Auf dass alle frei sprechen können
Es beginnt poetisch. Die in Hamburg lebende Publizistin Kübra Gümüsay zeigt beispielhaft, wie wichtig Sprache dafür ist, was wir wahrnehmen, und prägend dafür, wie wir dies tun. Das beginnt, wo Sprachen Wörter für etwas haben, das andere nur umschreiben können: Das türkische „yakamoz“etwa steht für nächtliche Reflexionen des Mondes auf dem Wasser. Das geht weiter, wo die Thayoree in Australien keine Begriffe für links und rechts haben, sondern immer Himmelsrichtungen nennen, also auch immer wissen, wo diese sind, sich selbst jederzeit wie aus der Vogelperspektive verortet sehen – und die Zeit läuft da von Osten nach Westen ab, sie legen chronologische Bilderfolgen also je nachdem, wie sie gerade sitzen!

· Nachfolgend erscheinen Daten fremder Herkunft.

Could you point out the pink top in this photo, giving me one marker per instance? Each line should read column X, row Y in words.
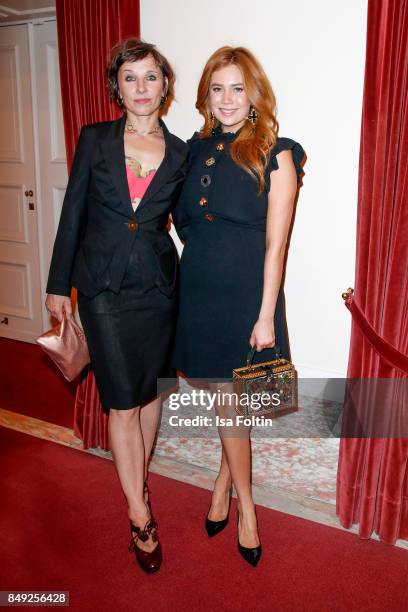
column 137, row 184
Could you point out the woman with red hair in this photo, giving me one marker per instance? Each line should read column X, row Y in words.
column 234, row 215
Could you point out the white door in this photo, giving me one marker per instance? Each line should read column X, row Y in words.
column 32, row 161
column 20, row 289
column 51, row 161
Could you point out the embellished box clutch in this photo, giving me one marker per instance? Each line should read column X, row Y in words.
column 268, row 388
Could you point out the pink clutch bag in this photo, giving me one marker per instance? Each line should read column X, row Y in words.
column 66, row 345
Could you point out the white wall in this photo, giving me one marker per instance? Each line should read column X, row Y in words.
column 313, row 53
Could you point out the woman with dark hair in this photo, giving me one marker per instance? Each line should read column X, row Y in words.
column 113, row 245
column 234, row 215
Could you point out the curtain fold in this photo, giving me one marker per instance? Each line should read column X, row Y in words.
column 372, row 480
column 86, row 33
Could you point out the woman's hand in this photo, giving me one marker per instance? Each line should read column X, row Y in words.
column 57, row 305
column 263, row 334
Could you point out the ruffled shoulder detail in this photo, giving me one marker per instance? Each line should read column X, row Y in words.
column 298, row 154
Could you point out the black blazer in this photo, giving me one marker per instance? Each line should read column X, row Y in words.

Und das führt Gümüsay schlißelich zu gesellschaftlichen Fragen. In „Sein und Sprache“geht es ihr darum, mitunter unbewusst mitgelieferte Normierungen aufzuzeigen, die etwa Frauen weniger sichtbar machen, kulturelle Wertigkeiten betonen und Gruppen ausgrenzen. Die Autorin: „Erst wenn wir uns von unserem Absolutheitsanspruch verabschieden; erst wenn keine Perspektive über andere Perspektiven herrscht, diese strukturell unterordnet und unterdrückt; erst dann können alle Menschen unabhängig von Herkunft, Ethnie, Körper, Religion, Geschlecht, Nationalität frei sprechen. Erst dann werden wir alle sein.“Es ist somit ein Essay mit sehr erwartbarer Stoßrichtung, aber fein und klug argumentiert – und freilich notwendig.